Put yourself in the shoes of Martha Stewart, Jude Law, Hugh Grant, Amy Winehouse, Charlie Sheen, Tiger Woods, Robert Downey Junior, Katie Price... the list of public personas and celebrities who at one time or another have fallen from grace, or made more or less questionable life decisions, is looong. And for all of us mere mortals who do not live privileged lives, it is the easiest thing in the world to get on a high horse and judge them, but what does that make all those who judge? Would they never do anything wrong? Have they never? Of course they have!

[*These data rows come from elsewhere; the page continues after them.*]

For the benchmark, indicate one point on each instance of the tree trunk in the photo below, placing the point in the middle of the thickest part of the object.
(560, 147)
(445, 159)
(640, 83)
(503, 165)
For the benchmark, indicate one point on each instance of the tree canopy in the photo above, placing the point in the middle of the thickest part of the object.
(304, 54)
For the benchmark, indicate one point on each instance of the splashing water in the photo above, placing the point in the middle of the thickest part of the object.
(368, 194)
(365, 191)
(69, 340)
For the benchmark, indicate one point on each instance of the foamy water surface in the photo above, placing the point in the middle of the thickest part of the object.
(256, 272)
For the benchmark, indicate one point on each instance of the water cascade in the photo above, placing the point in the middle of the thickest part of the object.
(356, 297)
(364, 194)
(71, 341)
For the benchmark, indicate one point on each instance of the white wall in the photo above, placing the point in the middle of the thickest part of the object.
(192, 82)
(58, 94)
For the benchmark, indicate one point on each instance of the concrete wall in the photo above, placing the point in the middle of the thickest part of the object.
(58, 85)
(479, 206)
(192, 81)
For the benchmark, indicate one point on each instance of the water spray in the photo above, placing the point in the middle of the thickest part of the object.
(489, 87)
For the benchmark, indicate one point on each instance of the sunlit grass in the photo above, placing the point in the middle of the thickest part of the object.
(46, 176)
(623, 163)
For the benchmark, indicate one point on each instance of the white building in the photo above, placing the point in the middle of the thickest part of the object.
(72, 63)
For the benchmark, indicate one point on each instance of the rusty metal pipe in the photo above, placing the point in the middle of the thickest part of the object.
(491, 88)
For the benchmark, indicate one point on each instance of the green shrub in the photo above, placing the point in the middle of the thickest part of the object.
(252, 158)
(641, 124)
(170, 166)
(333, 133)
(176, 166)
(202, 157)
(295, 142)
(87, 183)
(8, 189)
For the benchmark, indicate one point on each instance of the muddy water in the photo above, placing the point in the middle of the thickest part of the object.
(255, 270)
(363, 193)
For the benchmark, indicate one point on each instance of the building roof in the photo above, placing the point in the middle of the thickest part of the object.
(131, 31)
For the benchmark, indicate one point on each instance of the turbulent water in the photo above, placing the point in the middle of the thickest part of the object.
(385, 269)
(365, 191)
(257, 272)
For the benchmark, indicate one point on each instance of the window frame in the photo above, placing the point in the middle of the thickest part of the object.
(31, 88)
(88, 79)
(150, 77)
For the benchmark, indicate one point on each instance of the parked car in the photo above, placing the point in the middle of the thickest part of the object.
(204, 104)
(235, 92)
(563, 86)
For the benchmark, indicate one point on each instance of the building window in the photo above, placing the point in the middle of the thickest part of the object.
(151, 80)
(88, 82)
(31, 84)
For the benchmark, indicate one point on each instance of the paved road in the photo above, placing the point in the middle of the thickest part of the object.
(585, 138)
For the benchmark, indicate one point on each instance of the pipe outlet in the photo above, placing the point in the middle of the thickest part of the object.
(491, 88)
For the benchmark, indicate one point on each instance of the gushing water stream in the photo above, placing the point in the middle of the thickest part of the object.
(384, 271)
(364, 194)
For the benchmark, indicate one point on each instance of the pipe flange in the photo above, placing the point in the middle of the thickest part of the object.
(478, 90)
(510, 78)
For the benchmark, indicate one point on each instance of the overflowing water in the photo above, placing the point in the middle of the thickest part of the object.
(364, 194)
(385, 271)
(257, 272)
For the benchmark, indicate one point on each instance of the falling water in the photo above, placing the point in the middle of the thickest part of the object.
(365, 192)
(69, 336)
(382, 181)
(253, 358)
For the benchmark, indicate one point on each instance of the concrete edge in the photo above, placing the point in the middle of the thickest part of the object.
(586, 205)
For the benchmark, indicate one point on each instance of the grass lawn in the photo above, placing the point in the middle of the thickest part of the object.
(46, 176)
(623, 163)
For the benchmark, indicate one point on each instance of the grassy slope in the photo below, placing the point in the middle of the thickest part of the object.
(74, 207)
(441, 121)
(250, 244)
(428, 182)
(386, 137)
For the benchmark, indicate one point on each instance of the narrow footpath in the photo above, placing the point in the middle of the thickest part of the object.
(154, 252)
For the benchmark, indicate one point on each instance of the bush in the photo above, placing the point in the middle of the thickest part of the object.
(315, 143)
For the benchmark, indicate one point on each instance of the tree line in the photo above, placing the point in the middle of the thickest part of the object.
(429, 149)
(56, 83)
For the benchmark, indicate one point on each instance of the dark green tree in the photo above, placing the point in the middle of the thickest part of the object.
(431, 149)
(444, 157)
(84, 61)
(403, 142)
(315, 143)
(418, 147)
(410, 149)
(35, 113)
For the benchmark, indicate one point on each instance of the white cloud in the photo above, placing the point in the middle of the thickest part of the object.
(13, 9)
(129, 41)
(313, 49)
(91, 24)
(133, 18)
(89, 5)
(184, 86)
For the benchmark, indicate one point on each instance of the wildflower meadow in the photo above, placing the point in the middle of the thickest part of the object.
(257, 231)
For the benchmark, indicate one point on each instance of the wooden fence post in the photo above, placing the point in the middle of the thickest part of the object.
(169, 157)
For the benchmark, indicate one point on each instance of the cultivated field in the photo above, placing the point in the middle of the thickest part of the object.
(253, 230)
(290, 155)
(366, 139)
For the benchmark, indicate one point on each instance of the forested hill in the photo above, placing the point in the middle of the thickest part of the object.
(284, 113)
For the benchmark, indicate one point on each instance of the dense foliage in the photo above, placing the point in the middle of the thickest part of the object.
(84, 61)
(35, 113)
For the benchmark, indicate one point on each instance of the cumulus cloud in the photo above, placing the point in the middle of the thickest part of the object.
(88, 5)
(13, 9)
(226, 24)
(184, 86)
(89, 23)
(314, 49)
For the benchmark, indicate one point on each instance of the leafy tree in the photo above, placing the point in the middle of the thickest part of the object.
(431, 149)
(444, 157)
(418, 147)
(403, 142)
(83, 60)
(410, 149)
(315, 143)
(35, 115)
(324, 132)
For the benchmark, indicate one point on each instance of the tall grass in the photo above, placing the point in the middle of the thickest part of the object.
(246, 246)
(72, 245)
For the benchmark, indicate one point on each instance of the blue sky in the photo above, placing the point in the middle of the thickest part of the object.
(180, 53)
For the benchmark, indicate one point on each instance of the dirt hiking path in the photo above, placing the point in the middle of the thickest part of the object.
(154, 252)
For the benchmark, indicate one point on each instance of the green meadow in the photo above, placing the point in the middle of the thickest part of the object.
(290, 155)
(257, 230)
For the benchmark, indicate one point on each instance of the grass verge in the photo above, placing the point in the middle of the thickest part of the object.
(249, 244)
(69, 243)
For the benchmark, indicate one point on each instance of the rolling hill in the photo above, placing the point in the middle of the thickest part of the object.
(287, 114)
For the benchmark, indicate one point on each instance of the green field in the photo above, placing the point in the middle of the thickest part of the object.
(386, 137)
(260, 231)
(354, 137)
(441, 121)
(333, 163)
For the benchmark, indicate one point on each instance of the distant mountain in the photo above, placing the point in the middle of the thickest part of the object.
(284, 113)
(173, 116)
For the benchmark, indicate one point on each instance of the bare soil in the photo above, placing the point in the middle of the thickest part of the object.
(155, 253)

To all of those who judge from the comfort of their own armchairs or Twitter accounts, think back to the times you did something you shouldn't have, to the times when you were weak and gave in to temptation, pressure, responsibilities or otherwise and GET OFF YOUR HIGH HORSE! Judging those who do wrong publicly, does not make your own mistakes in life smaller or less important. You may not be a celebrity bike rider, a multi millionaire or a cancer survivor in charge of a significant charity, but your own mistakes in life affect the lives of your children, your family or your friends. Spend some time being a better person in your own life, less time judging celebrities for being human and making mistakes.

People like Lance Armstrong and others who break the law or the rules should absolutely be punished. By the law and governing bodies, not by their fellow flawed human beings who, given the same set of circumstances, would no doubt make mistakes as well.